Wednesday, November 27, 2013

Gorgeous Goa

As it had been years since I frequented the rickety frames of a Eastern tuktuk, I foolishly decided to ride one from Margao, the main train/ bus station in Goa, to Agonda beach, my home for the next month. The severe lack of suspension coupled with dubious, if not downright dangerous, driving style of my ballsy driver has potentially left me with several slipped discs. Perhaps not a great prelude to a month of intense physical exertion, buuuut you live, you learn.

Fernando Rodriguez, ostentacious tuktuk operartor, comes from a line of potentially 5 generations of Portuguese Goan settlers from what I can gather, I generally only understand one in every fifteen or so words, but he is very jolly, and a great host for my inaugral journey into the state. Although, I was somewhat preoccupied by the eight enormous webs cradling sizeable, dark masses I've spotted strewn sometimes maybe 8ft wide through the plumage of a muddle of tropical trees in great expanses of lush jungle, inevitably containing a million untold terrors.... My crazy colleague Charlie was perhaps right, an umbrella may not have gone amiss when passing through such terrain.

After about an hour and a quarter, or twenty crippling kilometers, I checked into my basic room at Fatima's and checked out the stuunning beach about 100m from my door. I swam blissfully, bobbing about by my myself in an unbelievably quiet and serene expanse of fine sandy goodness, fringed with palm and banana trees, then took a stab at hooping (which lasted no more than two-three hundred seconds in the scorching heat), before it was all too much and i took a well-deserved nap.

                                   
At 5pm, all the 200hr yoga teacher training students met in the guesthouse restaurant for an initial meeting with Deepak, the equivalent of our yogic guru for the month - who turns out to be pretty good fun. We ate a delicious vegetable curry whilst discussing the evils of mass food production in the West. 

But now, time for bed. Here ends the smooth and painless gliding of my joints and the effortless contraction of my meagre muscles. We rise at dawn! (ish).

7am marked the beginning of our yoga journey, and Sampoorna marks the occasion with a 'Homah' or Fire Ceremony. This practice offers thoughts and emotions to the Divine oneness of the Universe. And so we sacrificed the impurities of our lower nature into the Fire of Awareness and look forward to accessing our higher beings with the ultimate goal being Samadhi - enlightenment. A tall order for the month, but I'll give it my best shot. Keshava the yogic monk chanted mantras from about 6:30 until we finish around 8am which was pretty mental. 

Om Srim Hrim Klim Glaum Gam Ganapatye Vara Varada Sarva-janum Me Vasamanaya Svaha
Seek the Bessings of Supreme Consciousness manifested in the form of Ganapati, embodiment of auspiciousness, remover of all obstacles, dispeller of Sorrow, and who fulfills all desires.
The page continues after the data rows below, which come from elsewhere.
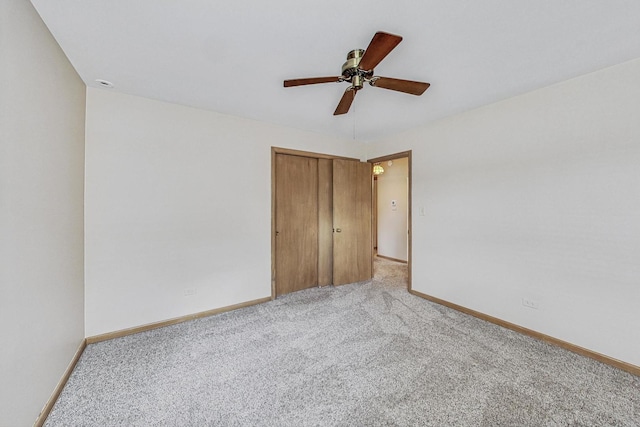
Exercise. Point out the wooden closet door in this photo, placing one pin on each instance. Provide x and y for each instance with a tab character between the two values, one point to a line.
352	243
296	223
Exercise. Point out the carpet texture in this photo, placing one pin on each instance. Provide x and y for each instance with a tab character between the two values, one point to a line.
366	354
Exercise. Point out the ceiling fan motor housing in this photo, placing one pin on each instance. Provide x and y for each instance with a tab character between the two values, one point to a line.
352	73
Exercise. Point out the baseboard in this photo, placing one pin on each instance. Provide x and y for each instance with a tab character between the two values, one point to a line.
392	259
63	381
628	367
137	329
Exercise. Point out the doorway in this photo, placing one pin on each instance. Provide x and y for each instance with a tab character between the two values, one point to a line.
391	224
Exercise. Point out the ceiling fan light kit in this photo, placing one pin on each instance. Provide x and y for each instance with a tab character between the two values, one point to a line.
358	70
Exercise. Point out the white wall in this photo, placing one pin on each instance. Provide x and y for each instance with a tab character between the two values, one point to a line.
42	109
536	197
178	199
392	221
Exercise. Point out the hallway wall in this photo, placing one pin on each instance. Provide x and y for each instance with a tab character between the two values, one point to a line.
42	111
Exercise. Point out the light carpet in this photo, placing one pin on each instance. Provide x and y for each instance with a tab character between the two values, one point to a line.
366	354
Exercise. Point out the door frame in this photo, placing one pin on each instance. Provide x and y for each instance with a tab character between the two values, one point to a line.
400	155
274	152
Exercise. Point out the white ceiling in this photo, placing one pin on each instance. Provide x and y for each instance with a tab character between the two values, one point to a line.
232	56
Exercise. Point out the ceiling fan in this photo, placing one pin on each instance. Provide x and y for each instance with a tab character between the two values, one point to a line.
359	70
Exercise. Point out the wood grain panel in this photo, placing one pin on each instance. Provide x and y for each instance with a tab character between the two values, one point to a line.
325	222
352	243
296	223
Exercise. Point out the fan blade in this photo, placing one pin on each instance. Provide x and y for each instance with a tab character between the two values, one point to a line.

The ceremony was beautiful and we tossed various items into the flames to mark the spirituality and materialsm of our goals, purifying ourselves and the enviornment of the shala where we will practice yoga (the fumes also being great for alleviating mozzy attacks, double win).

The rest of the day consisted of introductions to Anatomy, Asanas (yoga poses), Ashtanga, Alignment and Philosophy classes. The whole day was aweomse, inspiring, full of a great international broth of yoga disciples, beautiful weather, a glorious sunset, fantastic food, and only ever so slightly marred by the early discovery of my very own resident coackroach. Which fell within a millimeter past my face from the top of my bathroom door this morning., invoking a cartoon leap into the air of atleast 3ft. I can obviously no longer sleep with the light off in this place. Ever. First lesson in Philosophy: never harm another living being. Damn.